The review estimated that in the UK screening prevents about 1,300 breast cancer deaths per year. At the same time it can lead to about 4,000 women each year aged 50-70 having treatment for a condition that would never have troubled them.
The expert panel’s report, commissioned by Cancer Research UK and the Department of Health, has studied all the available evidence. It concluded that for each prevented breast cancer death about three over-diagnosed cases will be identified and treated. Over-diagnosis means that a cancer was detected through screening but would not have caused a problem in the woman’s lifetime.

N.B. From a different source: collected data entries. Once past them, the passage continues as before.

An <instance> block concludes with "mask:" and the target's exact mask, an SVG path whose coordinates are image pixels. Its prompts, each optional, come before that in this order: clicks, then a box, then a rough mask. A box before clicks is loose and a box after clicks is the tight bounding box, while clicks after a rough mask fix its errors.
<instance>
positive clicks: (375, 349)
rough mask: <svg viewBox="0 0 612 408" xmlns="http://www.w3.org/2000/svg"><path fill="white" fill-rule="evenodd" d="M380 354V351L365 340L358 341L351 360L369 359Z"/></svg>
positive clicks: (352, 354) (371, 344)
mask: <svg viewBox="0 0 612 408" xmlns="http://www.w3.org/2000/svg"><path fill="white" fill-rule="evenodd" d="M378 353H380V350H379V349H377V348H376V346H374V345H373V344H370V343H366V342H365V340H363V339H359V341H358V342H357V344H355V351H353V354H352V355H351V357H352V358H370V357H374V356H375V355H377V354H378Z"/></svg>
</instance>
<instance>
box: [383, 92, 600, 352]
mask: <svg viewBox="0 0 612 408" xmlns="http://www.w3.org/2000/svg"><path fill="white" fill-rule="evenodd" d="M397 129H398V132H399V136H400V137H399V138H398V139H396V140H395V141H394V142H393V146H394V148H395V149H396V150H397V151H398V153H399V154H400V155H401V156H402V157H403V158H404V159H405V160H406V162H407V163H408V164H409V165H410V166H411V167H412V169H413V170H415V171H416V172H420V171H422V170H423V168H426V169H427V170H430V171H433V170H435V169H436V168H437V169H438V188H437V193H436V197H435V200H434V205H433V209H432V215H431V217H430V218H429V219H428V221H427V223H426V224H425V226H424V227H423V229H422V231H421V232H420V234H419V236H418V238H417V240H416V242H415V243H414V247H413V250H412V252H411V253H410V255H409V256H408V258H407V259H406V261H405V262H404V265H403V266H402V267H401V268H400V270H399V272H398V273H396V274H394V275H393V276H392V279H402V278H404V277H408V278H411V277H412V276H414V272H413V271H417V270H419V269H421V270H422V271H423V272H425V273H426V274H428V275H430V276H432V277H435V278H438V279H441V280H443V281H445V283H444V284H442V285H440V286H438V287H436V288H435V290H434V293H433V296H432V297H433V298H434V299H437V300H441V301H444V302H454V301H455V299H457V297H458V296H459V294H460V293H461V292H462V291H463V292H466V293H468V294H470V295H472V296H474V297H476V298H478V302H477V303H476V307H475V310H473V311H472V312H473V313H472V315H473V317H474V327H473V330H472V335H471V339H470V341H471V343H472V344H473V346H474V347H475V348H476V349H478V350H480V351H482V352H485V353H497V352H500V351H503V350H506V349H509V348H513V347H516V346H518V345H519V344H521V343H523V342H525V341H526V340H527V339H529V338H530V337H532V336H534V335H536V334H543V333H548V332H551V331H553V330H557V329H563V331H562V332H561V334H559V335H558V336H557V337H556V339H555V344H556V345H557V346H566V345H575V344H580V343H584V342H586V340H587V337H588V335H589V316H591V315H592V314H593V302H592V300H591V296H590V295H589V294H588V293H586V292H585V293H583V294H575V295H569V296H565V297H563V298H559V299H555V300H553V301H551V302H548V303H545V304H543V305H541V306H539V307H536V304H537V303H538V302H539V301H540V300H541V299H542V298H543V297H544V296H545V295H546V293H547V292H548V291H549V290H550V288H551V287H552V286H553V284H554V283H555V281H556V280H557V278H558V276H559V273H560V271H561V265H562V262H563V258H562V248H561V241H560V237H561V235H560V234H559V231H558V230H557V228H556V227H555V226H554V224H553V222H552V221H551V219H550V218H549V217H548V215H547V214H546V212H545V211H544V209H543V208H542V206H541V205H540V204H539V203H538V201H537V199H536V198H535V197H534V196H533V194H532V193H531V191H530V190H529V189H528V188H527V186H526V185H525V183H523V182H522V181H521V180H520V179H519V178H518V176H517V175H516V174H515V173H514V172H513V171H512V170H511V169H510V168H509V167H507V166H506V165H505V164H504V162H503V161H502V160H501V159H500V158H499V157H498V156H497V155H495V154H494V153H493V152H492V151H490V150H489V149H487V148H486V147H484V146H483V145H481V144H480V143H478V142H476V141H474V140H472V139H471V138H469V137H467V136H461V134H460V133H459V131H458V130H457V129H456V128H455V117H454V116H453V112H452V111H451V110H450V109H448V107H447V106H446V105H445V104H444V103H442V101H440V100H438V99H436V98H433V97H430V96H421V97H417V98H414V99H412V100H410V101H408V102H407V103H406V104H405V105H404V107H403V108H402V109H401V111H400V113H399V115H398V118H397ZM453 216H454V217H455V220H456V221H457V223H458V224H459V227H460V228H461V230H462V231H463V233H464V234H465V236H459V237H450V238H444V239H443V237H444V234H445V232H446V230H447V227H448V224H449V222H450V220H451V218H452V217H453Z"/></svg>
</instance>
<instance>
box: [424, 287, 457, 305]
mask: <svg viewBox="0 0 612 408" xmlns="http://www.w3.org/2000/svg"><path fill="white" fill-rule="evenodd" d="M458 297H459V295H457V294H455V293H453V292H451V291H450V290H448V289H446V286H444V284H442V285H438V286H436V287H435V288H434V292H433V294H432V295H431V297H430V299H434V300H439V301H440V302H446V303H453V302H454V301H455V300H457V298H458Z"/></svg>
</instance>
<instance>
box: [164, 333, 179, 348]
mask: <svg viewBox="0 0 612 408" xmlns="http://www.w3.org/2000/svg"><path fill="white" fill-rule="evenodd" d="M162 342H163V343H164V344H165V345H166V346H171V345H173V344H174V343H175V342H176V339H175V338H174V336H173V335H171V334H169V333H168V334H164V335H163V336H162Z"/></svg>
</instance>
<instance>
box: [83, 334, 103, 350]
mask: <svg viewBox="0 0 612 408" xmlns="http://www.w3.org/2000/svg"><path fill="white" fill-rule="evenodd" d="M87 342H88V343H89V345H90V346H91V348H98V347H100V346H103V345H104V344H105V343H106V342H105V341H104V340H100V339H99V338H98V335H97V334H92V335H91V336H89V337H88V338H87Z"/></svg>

It is not possible, however, for either the woman or her doctor to know which screen-detected cancers are potentially fatal and which represent over-diagnosis. All the cases, therefore, will usually be treated with the accompanying impact on quality of life and psychological well-being.
The panel, chaired by Sir Michael Marmot, professor of epidemiology and public health and Director of the Institute of Health Equity at University College London, concluded that breast cancer screening extends lives through early detection and treatment. It also acknowledged that screening results in over-diagnosis.
Just over 1% of the 307,000 women aged 50-52 who are invited to begin screening each year would have an over-diagnosed cancer in the next twenty years. Less than 0.5% of those women will have their life extended in the next twenty years.
“It was extremely important to look at all the available evidence surrounding both the achievements and shortcomings of the UK Breast Screening Programmes in the wake of increasing debate over their effectiveness,” said Professor Marmot.
“It is now vital to give women information that is clear and accessible before they go for a mammogram so they can understand both the potential harms and benefits of the process,” he added.